Sunday, September 9, 2018

Learn to Respond



Image result for reacting not responding

There have been two main things on my mind this week. The first is choosing to respond instead of react. The second is that when we have been piling up emotions inside of us for a long time there comes a point when we can't respond rationally because we don't have clear space in our mind to see what is really going on. All we can see is the hurt from yesterday, last week, last month, last year, five years ago, a decade even. All of these emotions, if never gotten rid of in a healthy way just stays deep down inside us waiting to explode and as it waits to explode it begins coloring our vision, we no longer see reality we see hurt, that turns to anger, that turns to resentment.

  As I started writing I was going to say that first comes responding instead of reacting, but the more I thought about it the more I realized that until we learn how to work through emotions in a healthy way we will continue struggling choosing to respond instead of reacting. Now you might be wondering what the difference is, the prefix of 're' on both words would seem to indicate they are the same, but upon closer inspection we see (or at least this is how my brain quantifies it) that react means an action came our way and we are acting back in return to the initial reaction. Or something acted on us and so we act back to that action. It implies a lack of thought, we are simply acting back to what happened to us. Respond comes from the Latin word respondere which means answer to, to promise in return, to pledge. To my mind these words seem more thought out, more deliberate and seem to say that I am thoughtfully making an answer, instead of quickly acting in defense of myself.


  Our lives are full of experiences that were painful and built up emotions that can cause us to react disproportionately to future experiences. I have seen the good it has done in my life to choose to respond instead of to react. To take a moment and see what is causing my rather strong reaction and determine if the emotions I'm feeling fit with the circumstance or if I need to take a step back and dissect my emotions from reality. As I do I realize that I am defending myself from a life time of what I feel is being misunderstood, when the person saying something or doing something is coming from a life time of their experience. Only by stepping back and taking the time to respond calmly and desiring to know why they are doing what they are doing do we actually come to a helpful solution. I'm not saying this is easy, but responding instead of reacting saves a lot of heartache and wasted breath.

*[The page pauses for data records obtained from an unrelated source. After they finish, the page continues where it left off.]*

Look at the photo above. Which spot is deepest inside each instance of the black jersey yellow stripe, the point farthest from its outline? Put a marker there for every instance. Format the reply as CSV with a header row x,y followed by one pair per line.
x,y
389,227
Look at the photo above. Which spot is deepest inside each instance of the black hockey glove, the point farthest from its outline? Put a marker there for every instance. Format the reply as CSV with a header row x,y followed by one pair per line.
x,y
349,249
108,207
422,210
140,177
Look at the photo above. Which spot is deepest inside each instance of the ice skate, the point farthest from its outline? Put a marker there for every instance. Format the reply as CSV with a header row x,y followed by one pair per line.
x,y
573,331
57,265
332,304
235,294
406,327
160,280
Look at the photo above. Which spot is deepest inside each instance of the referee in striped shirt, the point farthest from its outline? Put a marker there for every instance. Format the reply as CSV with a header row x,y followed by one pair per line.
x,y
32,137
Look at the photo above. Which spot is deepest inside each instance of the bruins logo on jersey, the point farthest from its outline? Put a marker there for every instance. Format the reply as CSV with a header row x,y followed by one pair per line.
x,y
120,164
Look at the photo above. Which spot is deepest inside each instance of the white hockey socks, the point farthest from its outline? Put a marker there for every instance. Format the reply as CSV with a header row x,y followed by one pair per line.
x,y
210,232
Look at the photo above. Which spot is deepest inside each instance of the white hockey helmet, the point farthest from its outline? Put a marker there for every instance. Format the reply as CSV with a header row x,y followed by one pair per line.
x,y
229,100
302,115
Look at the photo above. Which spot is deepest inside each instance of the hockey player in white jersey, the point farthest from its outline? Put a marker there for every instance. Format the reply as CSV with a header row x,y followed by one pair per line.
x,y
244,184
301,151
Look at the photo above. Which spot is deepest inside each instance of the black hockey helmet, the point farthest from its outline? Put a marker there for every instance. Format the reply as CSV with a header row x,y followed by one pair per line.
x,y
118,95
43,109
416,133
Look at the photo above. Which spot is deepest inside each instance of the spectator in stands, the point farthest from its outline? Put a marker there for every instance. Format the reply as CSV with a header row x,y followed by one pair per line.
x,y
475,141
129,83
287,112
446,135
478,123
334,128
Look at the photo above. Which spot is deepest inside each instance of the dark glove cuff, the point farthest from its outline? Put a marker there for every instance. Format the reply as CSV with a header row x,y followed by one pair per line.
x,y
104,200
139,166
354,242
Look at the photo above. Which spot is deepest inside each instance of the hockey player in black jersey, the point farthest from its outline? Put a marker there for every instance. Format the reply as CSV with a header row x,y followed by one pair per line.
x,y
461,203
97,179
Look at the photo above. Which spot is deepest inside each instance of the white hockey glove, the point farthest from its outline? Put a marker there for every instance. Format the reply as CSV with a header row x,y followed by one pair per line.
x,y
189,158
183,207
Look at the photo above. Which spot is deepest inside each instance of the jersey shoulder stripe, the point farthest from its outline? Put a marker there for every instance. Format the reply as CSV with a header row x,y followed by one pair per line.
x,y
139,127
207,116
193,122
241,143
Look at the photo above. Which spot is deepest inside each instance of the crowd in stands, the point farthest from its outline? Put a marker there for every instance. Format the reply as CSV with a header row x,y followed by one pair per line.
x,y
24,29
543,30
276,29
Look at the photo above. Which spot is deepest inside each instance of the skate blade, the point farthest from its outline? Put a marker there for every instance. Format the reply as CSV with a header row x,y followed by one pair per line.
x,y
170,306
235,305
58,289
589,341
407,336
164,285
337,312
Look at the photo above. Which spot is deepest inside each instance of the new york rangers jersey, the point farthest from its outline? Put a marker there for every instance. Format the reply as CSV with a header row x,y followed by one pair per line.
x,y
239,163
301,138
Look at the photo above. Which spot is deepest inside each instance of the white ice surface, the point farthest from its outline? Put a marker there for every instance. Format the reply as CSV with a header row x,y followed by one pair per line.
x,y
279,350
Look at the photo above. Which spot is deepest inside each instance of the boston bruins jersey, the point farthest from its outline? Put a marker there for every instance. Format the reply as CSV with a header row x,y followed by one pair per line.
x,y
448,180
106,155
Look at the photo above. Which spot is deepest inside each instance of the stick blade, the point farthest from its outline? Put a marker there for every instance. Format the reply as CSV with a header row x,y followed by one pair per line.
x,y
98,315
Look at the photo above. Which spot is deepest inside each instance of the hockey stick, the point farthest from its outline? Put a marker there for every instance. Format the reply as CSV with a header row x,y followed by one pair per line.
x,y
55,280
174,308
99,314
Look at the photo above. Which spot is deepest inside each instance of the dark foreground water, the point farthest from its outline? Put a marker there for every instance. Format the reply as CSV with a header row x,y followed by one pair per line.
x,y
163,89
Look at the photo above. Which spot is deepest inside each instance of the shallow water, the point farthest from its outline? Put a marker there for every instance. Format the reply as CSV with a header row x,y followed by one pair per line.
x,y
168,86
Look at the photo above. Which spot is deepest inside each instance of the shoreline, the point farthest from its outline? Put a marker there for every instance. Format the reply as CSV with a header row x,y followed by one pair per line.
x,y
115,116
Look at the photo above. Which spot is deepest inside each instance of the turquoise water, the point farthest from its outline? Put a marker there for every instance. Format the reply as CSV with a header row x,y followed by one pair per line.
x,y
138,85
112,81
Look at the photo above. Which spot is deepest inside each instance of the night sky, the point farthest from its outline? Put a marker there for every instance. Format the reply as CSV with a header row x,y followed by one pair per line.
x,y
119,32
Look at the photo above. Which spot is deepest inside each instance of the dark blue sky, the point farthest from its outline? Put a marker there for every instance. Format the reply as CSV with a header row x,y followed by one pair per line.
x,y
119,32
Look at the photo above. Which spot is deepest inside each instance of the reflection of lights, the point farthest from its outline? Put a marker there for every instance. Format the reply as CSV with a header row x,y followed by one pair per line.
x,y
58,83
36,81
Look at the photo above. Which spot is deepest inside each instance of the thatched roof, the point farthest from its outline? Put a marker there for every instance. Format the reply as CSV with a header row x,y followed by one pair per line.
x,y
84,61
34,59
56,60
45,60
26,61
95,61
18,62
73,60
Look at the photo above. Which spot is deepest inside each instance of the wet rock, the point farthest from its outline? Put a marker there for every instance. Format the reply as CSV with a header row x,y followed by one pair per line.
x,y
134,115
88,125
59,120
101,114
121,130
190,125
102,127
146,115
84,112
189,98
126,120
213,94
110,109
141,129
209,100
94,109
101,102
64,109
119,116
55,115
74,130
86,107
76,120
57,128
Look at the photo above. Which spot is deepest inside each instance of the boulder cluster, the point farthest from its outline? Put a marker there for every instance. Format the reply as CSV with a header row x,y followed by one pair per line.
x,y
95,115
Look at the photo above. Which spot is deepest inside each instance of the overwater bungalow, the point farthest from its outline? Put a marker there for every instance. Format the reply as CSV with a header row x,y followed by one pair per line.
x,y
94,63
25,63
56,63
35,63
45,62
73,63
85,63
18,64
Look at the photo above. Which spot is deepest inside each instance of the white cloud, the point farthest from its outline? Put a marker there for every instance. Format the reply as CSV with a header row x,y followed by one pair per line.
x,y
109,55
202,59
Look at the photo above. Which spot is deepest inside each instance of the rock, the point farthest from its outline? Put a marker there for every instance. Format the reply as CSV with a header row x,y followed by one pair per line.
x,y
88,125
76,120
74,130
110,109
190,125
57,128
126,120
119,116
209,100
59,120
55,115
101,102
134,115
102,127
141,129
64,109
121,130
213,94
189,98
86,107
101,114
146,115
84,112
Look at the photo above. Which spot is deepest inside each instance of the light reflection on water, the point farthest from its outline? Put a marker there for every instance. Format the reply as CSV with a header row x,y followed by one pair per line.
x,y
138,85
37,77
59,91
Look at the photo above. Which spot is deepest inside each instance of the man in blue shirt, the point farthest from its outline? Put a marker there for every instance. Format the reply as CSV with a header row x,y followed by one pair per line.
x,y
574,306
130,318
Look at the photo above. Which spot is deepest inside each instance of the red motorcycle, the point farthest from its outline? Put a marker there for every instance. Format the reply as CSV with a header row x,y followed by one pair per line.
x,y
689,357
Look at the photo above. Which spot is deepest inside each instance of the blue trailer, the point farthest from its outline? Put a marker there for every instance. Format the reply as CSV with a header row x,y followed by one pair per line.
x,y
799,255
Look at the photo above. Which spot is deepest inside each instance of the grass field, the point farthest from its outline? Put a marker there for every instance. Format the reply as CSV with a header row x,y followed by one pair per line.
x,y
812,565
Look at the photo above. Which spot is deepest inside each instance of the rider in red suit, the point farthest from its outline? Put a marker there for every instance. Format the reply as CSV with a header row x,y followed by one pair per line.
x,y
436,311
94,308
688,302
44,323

  Some of you might be wondering at this point well what do I do with my emotions so I can have the brain space to respond instead of react. The first thing is to be conscious of what emotions you are really dealing with. Generally what we think is anger is really just an outgrowth of fear and hurt. When we choose to consciously check in with our emotions we begin to see that what we think is a reaction to a single circumstance is actually a reaction to a life time of protecting ourselves. I struggle a lot with being called out when I have done something wrong. I want to be perfect and tend to forget that to achieve perfection correction is required. Well I received an email this week calling some things out that I had done incorrectly. It was an email so I couldn't hear the tone it was written in, but automatically my brain reached for hurt, because I had had some interactions with this person in the past, I reached for the bad. Yet I also knew that I wanted the process we were working on together to improve in the long run. So I re-read the emails and took some time thinking about what I really wanted, once I knew that I realized I needed to apologize for not doing it correctly, then set up a system to do better in the future. I am hopefully waiting to see how this new system works.

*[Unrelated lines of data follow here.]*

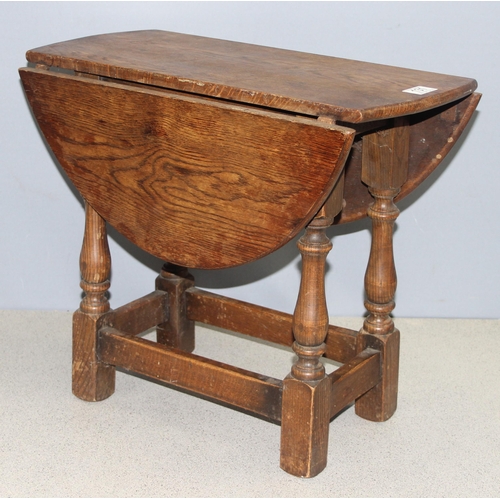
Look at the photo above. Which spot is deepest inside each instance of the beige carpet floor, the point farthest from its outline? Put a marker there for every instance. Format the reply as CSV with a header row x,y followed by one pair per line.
x,y
151,441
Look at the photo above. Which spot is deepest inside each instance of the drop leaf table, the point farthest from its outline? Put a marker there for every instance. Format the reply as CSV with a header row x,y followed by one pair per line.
x,y
210,154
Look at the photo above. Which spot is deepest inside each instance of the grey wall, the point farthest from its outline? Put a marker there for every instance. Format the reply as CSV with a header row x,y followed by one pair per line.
x,y
446,243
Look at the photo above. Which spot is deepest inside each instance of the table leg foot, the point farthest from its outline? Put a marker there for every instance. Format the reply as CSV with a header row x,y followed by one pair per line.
x,y
304,426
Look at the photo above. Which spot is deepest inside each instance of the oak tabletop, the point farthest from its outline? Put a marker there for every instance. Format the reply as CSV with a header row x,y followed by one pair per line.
x,y
343,89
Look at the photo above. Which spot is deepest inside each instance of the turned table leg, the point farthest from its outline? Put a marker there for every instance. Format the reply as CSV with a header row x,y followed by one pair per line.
x,y
385,167
92,380
307,389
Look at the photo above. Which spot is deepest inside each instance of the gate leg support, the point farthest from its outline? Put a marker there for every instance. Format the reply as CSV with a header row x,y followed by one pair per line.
x,y
178,331
307,391
384,170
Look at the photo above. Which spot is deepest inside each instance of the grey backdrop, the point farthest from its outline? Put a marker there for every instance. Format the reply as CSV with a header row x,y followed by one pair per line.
x,y
446,243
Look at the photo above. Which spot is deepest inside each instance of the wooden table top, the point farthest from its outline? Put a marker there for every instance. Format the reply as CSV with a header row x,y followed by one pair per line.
x,y
345,90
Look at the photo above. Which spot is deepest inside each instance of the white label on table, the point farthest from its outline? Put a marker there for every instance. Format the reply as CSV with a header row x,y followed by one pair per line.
x,y
419,90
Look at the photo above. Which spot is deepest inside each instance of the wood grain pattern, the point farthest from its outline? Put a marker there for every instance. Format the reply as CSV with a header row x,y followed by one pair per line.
x,y
197,184
343,89
384,174
262,322
91,379
239,388
433,134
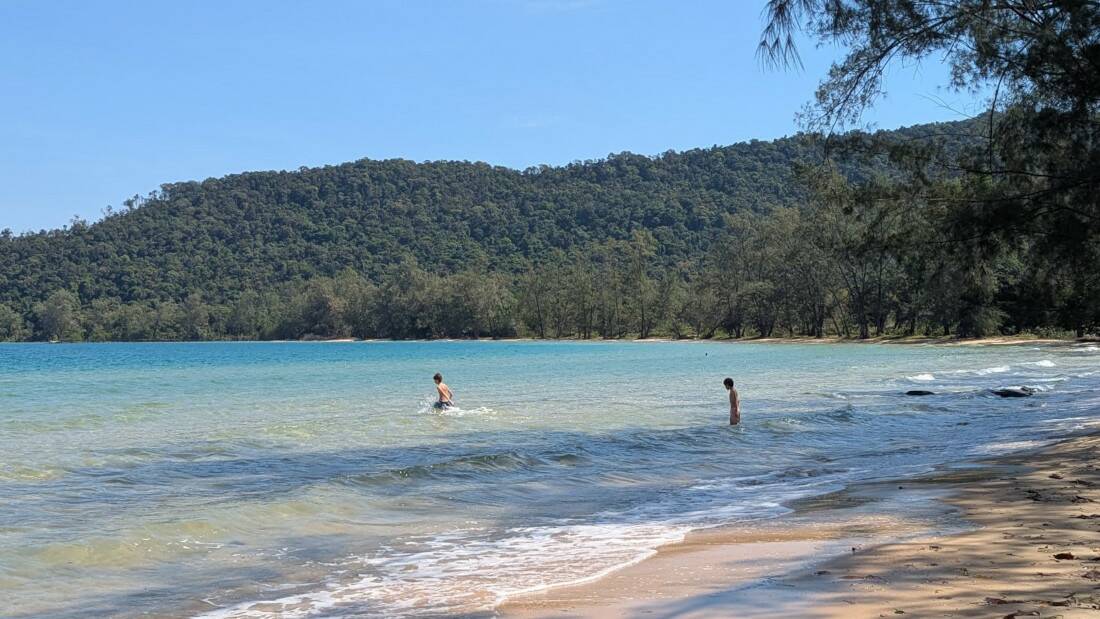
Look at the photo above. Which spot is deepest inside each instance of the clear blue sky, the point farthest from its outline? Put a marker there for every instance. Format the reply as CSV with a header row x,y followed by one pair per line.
x,y
102,100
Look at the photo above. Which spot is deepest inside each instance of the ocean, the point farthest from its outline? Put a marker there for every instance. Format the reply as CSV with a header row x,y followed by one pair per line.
x,y
315,479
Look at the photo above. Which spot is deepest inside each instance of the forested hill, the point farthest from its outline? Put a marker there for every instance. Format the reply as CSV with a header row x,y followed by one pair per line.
x,y
257,229
693,243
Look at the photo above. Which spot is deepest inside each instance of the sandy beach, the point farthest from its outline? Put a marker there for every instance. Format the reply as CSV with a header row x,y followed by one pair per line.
x,y
1013,537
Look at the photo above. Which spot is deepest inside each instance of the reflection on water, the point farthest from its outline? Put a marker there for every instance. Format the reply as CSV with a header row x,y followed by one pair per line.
x,y
296,479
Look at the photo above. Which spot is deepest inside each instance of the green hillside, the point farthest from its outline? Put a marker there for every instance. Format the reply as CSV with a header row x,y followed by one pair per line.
x,y
722,240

   Realize that what you experience in the moment, is not from the moment, but from a past full of experiences. Then find what works for you, maybe taking a walk and talking to yourself (make sure that no one is around) and talk things through, then as you walk back focus on what you are grateful for. Or maybe do a write and burn, choose an emotion and write it out for a page, then tear it into little pieces and burn it. You can write everything out because no one else will see it, get out all the mean, the nasty, the hurt and the painful, let it go on paper so that it doesn't burn away your insides instead. As you say good by to those emotions and work through the experiences that caused them, you don't have to be haunted by them anymore, you can be grateful for what you have learned and find peace in moving forward

   I'm not saying this from a place of having perfected it, but I know I have a lot more peace even in just the last few days, choosing to be an agent unto myself, choosing to respond instead of being reactive and taking ownership of my emotions instead of letting them own me.